While blacks have played an important role—as explorers, scouts, Indian consorts, soldiers, cowboys, farmers—in the exploration, conquest, and settlement of the American West, they have received scant attention from the chroniclers of the pageant of western development.
Few of rodeo’s early heroes matched the achievements of the black cowboy Bill Pickett, and his story is recounted here for the first time in book form.
Pickett grew up in Texas in the 1880’s, the child of former slaves, to become nationally famous as the star of the 101 Ranch Wild West Show.

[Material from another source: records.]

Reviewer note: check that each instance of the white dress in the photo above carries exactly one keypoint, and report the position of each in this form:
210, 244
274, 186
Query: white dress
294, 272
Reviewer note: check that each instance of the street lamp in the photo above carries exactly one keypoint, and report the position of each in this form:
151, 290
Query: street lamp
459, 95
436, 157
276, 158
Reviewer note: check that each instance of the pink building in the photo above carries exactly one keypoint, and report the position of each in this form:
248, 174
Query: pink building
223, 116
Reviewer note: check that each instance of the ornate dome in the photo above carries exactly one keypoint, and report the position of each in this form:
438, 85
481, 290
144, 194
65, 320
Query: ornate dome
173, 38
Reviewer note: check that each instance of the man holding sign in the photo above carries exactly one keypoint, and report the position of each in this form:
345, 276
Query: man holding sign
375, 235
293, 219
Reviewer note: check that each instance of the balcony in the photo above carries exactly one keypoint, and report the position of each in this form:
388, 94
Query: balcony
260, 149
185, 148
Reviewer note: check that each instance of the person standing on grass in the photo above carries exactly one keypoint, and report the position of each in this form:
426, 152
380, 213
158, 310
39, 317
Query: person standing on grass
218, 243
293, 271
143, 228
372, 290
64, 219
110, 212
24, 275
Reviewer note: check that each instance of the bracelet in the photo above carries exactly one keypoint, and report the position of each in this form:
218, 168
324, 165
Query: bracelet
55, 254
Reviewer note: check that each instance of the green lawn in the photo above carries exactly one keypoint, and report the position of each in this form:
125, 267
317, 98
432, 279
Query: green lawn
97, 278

Pickett was associated with such western figures as Tom Mix, Will Rogers, Milt Hinkle, and Lucille Mulhall, and earned a reputation as an all around cowboy of legendary abilities.

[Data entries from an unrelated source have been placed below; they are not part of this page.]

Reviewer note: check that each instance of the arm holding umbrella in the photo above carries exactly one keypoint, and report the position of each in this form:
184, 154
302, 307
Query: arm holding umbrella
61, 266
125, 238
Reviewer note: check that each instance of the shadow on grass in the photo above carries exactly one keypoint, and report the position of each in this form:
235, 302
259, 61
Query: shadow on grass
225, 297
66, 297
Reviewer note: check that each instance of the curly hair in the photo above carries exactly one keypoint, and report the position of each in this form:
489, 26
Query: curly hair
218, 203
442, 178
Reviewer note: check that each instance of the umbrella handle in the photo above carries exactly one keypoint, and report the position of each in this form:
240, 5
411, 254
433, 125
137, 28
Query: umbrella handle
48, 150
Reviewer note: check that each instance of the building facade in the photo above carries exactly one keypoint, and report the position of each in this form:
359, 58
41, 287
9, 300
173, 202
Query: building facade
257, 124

His greatest claim to fame is as the originator of steer wrestling, the only rodeo event to be traced to one individual. Audiences all over the United States, South America, Canada, and England were amazed to see the “Dusky Demon” fall on thousand-pound steers and bring them down bite-‘em style with his teeth.
In spite of a life of incredible physical daring—afoot and unarmed he once took on an enraged fighting bull in a Mexico City arena—he lived to age sixty, to die with his boots on, and his funeral was on the 101 Ranch’s last great events.
In recognition of his many achievements Pickett was elected to the Cowboy Hall of Fame in 1971, the first black cowboy to be so honored.
The author brings together all that is known about Pickett, sorting out the facts and legends, and un-telling the story sheds new light on early-day rodeo and 101 Ranch life.